Aug. 13, 2017
Obon is an occasion when we, Japanese people, are reunited with the relatives, visit and clean the family’s graves and honor the spirits of the ancestors. Generally obon is from August 13th to 16th though it depends on the regions. We believe the spirits of the ancestors make a homecoming visit and stay in this world during obon, so we offer food and flowers to them at Buddhist home altars.
On the first day of obon, we welcome the ancestors by making small fires at the entrances of the houses. Some people hang paper lanterns instead of making the fire. Also, there is a custom to make a horse out of a cucumber and a cow out of an eggplant, and put them in front of the home altar. It is believed that ancestors ride on the horses when they come home, and they ride on the cows to return to the spirit world, because people hope they come soon and go back slowly.

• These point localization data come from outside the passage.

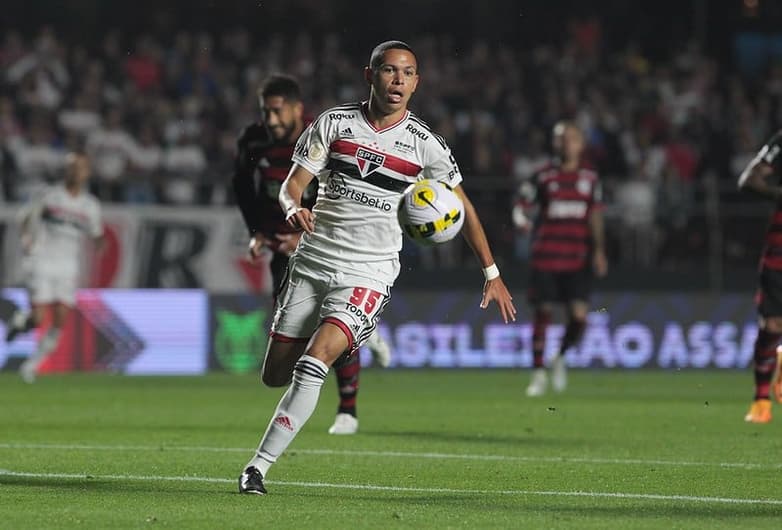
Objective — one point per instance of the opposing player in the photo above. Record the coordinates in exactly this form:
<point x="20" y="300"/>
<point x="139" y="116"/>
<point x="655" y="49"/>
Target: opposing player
<point x="54" y="226"/>
<point x="567" y="248"/>
<point x="263" y="158"/>
<point x="340" y="276"/>
<point x="757" y="177"/>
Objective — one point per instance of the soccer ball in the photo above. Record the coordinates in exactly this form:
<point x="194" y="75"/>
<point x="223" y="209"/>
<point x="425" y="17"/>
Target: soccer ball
<point x="430" y="212"/>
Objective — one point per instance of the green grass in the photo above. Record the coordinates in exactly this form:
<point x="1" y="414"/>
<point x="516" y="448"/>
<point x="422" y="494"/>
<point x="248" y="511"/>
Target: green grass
<point x="437" y="449"/>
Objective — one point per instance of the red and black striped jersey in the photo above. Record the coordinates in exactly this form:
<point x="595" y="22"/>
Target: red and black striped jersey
<point x="260" y="167"/>
<point x="771" y="257"/>
<point x="561" y="237"/>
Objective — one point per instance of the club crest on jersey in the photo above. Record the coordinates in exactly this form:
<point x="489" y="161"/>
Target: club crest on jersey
<point x="368" y="161"/>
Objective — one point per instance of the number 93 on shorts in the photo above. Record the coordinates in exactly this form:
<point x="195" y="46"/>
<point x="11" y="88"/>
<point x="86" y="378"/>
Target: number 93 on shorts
<point x="310" y="296"/>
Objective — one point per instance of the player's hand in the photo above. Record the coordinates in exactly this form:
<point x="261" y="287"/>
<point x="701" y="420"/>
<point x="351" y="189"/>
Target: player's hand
<point x="254" y="248"/>
<point x="600" y="263"/>
<point x="287" y="243"/>
<point x="300" y="218"/>
<point x="495" y="290"/>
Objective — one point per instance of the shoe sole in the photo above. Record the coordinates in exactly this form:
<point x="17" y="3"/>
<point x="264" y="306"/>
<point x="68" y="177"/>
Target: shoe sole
<point x="776" y="380"/>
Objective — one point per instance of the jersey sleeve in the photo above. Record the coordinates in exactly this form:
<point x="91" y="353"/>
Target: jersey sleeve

During obon, Buddhist priests are invited into people’s homes to chant Buddhist sutras at the home altars. Obon is one of the busiest time of the year for them. Maybe you can see priests in their cars or even on their motorcycles in this season. When I was a child I thought it was an odd sight because it looked incongruous.
Obon is sacred but fun time. Some people wearing yukata go to summer festivals at temples, shrines and public places such as parks and schools. Anyone from children to the aged dance bon-odori there. Bon-odori are folk dances for obon that varies from region to region. The most famous bon-odori in Japan is Awa Odori (Awa Dance). Awa Odori Festival is annually held from August 12th to 15th in Tokushima Prefecture, Shikoku. It is one of the largest dance festivals in Japan.

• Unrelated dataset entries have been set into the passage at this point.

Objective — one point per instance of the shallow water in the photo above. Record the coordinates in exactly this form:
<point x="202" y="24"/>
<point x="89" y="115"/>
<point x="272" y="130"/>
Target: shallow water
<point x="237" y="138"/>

On the last day of obon, we make small fires again, at the same place as the first day. This time it is to see off the spirits of the ancestors. This is called okuribi. The famous event, Gozan no Okuribi (Daimonji) is a kind of the okuribi. At Gozan no Okuribi (Daimonji), you can see giant bonfires on five mountains. It is held in Kyoto on August 16th. Also, in some regions people float paper lanterns on rivers or the sea as memorial services for ancestors. It is called Toro Nagashi, and regarded as a kind of okuribi.
Obon is a great opportunity for family gathering because schools and many companies have obon holidays. These days some people travel in Japan or go abroad, too. It is natural that traffic jams should be a problem every year. The first peak called ‘homecoming rush’ and the second peak, ‘U-turn rush’ are broadcast on TV and radio. I hope ancestors are not stuck in traffic and go back to the spirit world happily.